You can argue that these speeches only have aims of appeasing the crowds. But hours afterwards, threatening messages were sent out from the ministry of investment, headed by a Brotherhood minister, to private TV channels. They were threatened of being shut down if they continue to criticize the president.
So, the president meant it, “one year is enough.”
We now know that there was a list of 21 media figures and politicians, including myself, that were to be targeted and arrested.
So, the president meant it, “one year is enough.”
To those who dream of co-existence, how do you co-exist with he who wants to raise arms in your face and with he who considers killing you and imprisoning you or shutting down your media outlet as a victory for Islam?
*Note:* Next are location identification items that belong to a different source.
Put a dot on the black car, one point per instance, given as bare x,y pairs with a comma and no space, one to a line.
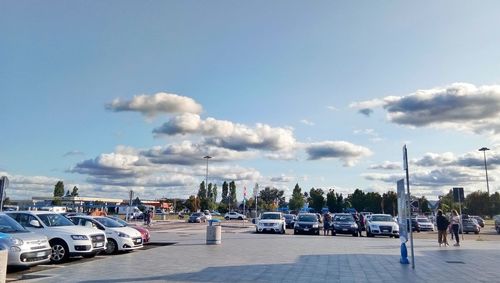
344,223
307,223
290,220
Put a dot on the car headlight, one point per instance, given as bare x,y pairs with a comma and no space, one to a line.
16,242
79,237
123,235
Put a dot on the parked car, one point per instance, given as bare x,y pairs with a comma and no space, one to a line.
470,225
497,223
307,223
290,220
65,238
25,248
479,220
197,217
271,222
344,223
425,224
234,215
120,237
383,225
146,236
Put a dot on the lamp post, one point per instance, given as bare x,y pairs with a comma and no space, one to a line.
484,149
206,176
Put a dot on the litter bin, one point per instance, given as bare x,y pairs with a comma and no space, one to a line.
214,232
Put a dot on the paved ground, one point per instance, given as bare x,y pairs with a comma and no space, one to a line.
244,256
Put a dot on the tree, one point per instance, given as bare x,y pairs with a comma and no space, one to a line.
316,199
74,193
297,201
58,193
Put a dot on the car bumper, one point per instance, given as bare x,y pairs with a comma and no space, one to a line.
28,258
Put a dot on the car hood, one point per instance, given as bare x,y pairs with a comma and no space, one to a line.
384,223
127,230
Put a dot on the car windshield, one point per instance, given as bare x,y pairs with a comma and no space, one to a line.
308,218
381,218
108,222
270,216
9,225
343,218
53,220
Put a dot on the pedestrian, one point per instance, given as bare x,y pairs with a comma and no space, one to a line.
327,222
455,225
442,223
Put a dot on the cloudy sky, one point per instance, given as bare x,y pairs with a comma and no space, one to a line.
112,96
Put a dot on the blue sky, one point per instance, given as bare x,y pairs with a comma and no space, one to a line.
118,95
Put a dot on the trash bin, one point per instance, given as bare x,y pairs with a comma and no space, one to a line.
214,232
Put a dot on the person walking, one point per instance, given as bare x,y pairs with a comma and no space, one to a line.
455,226
442,223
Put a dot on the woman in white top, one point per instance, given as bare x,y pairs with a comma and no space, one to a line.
455,225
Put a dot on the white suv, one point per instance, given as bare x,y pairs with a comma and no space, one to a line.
65,238
272,222
120,237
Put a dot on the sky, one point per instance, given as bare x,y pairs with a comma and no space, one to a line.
113,96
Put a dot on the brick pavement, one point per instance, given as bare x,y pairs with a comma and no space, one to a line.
248,257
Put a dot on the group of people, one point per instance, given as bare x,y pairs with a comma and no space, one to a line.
444,225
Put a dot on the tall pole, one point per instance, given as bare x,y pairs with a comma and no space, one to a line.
206,176
484,149
405,163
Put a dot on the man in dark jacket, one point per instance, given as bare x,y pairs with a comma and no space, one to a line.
442,223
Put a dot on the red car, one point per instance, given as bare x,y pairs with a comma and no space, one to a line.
144,232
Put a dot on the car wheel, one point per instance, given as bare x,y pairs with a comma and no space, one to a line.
60,251
111,247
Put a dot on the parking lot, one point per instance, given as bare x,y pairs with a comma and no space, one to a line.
178,253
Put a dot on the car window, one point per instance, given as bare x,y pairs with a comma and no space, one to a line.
54,220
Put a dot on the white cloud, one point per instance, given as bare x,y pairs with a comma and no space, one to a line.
307,122
159,103
459,106
347,152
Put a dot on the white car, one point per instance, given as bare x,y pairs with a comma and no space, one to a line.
65,238
25,248
425,224
271,222
120,237
234,215
383,225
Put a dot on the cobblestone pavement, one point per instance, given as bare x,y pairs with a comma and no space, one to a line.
247,257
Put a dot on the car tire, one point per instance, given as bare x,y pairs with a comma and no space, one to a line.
111,247
60,251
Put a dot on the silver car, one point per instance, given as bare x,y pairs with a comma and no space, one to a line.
25,248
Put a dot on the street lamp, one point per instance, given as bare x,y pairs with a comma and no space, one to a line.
484,149
206,176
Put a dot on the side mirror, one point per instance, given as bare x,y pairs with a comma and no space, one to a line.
35,223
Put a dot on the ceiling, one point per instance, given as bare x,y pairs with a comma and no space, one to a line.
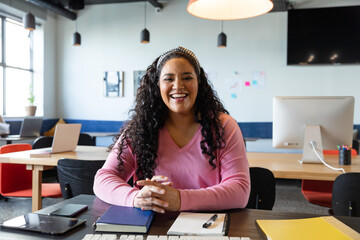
61,7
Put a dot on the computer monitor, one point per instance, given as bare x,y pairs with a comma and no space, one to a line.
325,121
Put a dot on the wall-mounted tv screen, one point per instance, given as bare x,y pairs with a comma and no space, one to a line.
324,36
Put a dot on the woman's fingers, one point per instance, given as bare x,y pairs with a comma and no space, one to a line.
146,200
167,183
148,190
159,178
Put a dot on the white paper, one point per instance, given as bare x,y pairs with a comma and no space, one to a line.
191,224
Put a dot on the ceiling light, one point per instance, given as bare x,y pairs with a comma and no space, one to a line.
29,21
228,9
76,37
145,34
222,37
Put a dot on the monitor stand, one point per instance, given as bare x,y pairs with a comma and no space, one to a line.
312,133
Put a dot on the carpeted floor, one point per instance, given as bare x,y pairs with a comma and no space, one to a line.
288,199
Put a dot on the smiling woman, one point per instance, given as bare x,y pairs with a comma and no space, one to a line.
180,145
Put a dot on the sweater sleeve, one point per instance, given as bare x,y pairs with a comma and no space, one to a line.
111,186
234,187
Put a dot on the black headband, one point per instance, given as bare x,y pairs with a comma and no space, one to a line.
183,50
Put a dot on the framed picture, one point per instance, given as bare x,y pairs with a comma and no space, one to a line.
138,74
113,84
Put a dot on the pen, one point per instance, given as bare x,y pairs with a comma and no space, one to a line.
210,221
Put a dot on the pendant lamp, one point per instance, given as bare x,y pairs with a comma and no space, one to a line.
228,9
76,37
222,37
29,21
145,34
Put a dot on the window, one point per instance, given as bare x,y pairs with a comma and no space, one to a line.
16,67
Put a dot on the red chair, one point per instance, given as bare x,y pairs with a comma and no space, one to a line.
16,181
319,192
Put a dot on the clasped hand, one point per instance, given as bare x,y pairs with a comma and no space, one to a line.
157,195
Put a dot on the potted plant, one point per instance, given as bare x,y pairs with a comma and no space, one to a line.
30,110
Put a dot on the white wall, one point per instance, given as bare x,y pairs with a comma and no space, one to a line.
111,41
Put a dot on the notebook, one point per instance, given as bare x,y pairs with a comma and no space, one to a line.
124,219
30,127
328,228
192,224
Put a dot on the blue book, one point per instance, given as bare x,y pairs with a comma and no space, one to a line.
124,219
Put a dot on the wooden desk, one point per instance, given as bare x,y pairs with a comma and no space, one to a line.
242,221
37,165
286,165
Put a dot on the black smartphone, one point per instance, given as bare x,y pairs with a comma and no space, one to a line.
69,210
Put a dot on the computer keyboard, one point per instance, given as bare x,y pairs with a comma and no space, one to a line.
156,237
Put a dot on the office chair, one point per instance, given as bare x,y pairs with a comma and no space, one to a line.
16,181
77,176
346,195
262,194
319,192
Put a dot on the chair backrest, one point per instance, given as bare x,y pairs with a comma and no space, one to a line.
42,142
262,194
346,195
14,176
77,176
86,140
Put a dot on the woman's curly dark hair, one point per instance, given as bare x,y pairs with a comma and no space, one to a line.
141,132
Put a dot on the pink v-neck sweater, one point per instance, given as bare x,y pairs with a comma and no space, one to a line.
201,187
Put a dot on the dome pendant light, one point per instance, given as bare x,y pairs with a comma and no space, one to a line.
228,9
145,34
76,37
222,37
29,20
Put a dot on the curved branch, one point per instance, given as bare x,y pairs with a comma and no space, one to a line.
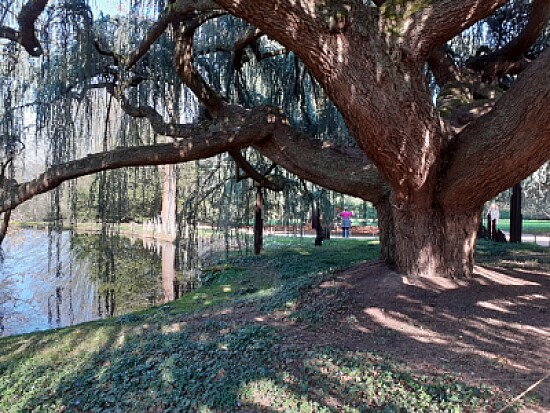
324,164
174,16
263,180
26,19
436,24
248,39
509,59
499,149
26,35
258,125
183,59
10,34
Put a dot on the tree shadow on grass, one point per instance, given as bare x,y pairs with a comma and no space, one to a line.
493,328
266,356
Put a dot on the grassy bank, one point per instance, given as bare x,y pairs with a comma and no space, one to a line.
210,351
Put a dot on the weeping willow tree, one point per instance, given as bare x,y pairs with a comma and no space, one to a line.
338,92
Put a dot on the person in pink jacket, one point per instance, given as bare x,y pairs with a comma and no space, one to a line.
346,222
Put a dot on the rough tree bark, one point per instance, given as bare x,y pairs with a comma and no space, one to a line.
427,168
To the Islamist who is weeping over democracy, you have usurped democracy. You spawned an unjust majority acting with superiority in the name of religion. You requested your president to shut down channels, besiege judicial institutions, torture those opposing your president at the Ittihadiya presidential palace. And you terrified a Coptic engineer who could not utter his name so his religion wouldn’t be figured out. You cheered for insulting the Shiites and did not care that they were killed. And in the end, you were going to overlook shutting down private channels because you would have considered that as a prevention of strife, a victory for Islam, an elimination of corruption and a response to the immortal chant “purge, purge the media.”
Therefore, after we finish our debates, remember how the situation will be if we had chosen the alternative truth and the parallel universe.
My dear reader, in the parallel world, you won’t read this article because its writer will either be imprisoned or killed. You will switch on your TV to watch Misr 25 broadcasting live footage of the burning studios of private TV channels. The people would be chanting “it’s done, the people have purged the media.” Protesters would be raising banners that will immortalize the president’s famous sentence: “one year is enough.”